The Disaster Response Pipeline project creates a web app to leverage an ML model that analyzes messages sent during a natural disaster, and classifies them according to the type of need/aid being requested. The Webapp provides statistics on the types of messages used to train the model, and allows users to evaluate new messages and how they would be classified by the model.
The project should run on deployments of Python versions 3.*. An environment.yml is provided in case of deploying on a new environment,
For instance, the environment.yml file can be used to create a conda environment with required packages via:
conda create -n myenv --file environment.yml
-
To run ETL pipeline that cleans data and stores in database:
python data/process_data.py data/disaster_messages.csv data/disaster_categories.csv data/DisasterResponse.db
-
To train and export model:
python models/train_classifier.py data/DisasterResponse.db models/classifier.pkl
-
To execute the web application just run the following command in the app's directory:
python run.py
-
Go to the provided address for the website. Ex: http://0.0.0.0:3001/
This project was created as part of the assignments of Udacity's Data Science Nanodegree. The Disaster Response Pipeline project involves analyzing data from messages sent during a natural disaster via social media, news and other means.

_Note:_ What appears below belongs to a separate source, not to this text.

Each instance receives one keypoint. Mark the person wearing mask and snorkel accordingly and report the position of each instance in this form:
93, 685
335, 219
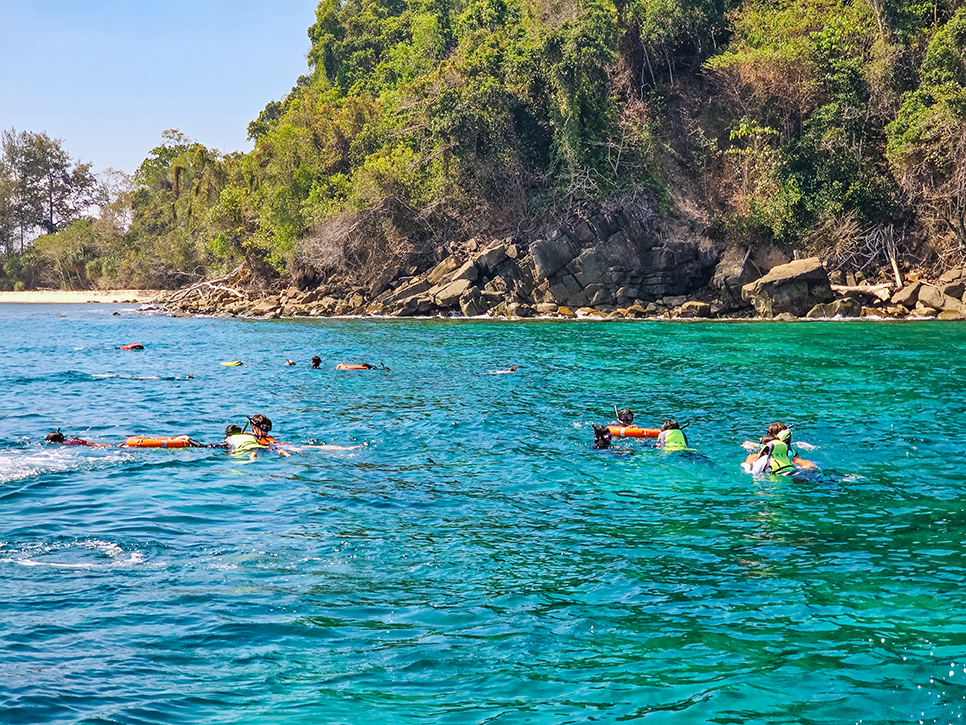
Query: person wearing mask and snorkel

The goal of this project is to build a Machine Learning pipeline capable of ingesting and cleaning the original data and building a NLP model capable of categorizing future messages in terms of what type of need they might relate to, providing support to the different teams involved in disaster relief by providing a way to quickly classify messages being sent in real time.

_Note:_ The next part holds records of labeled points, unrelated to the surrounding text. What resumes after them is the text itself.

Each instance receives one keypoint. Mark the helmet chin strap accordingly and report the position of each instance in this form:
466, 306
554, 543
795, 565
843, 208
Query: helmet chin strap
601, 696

The home page of the web application will show overall statistics of the messages used to train the model, like the one presented below:
A message dialog is also provided in order to classify new messages. Once submitted, the resulting categories matched for the message will show in a screen like the one below:
The following structure of files is present on this repo:
├── app
│ ├── run.py # Web app startup script
│ └── templates
│ ├── go.html
│ └── master.html
├── data
│ ├── disaster_categories.csv # Original categories used for model training
│ ├── disaster_messages.csv # Original messages used for model training
│ ├── DisasterResponse.db # Database of messages
│ └── process_data.py # Code to load, clean data and export it to database
├── environment.yml
├── LICENSE
├── models
│ ├── classifier.pkl # Pretrained model
│ └── train_classifier.py # Code to train and save model
└── README.md # This README
The data used for the analysis is provided by Figure Eight. This work is part of an assignment for the Data Science Nanodegree offered by Udacity.
The code for this project is available at Github.
This project is distributed under MIT License.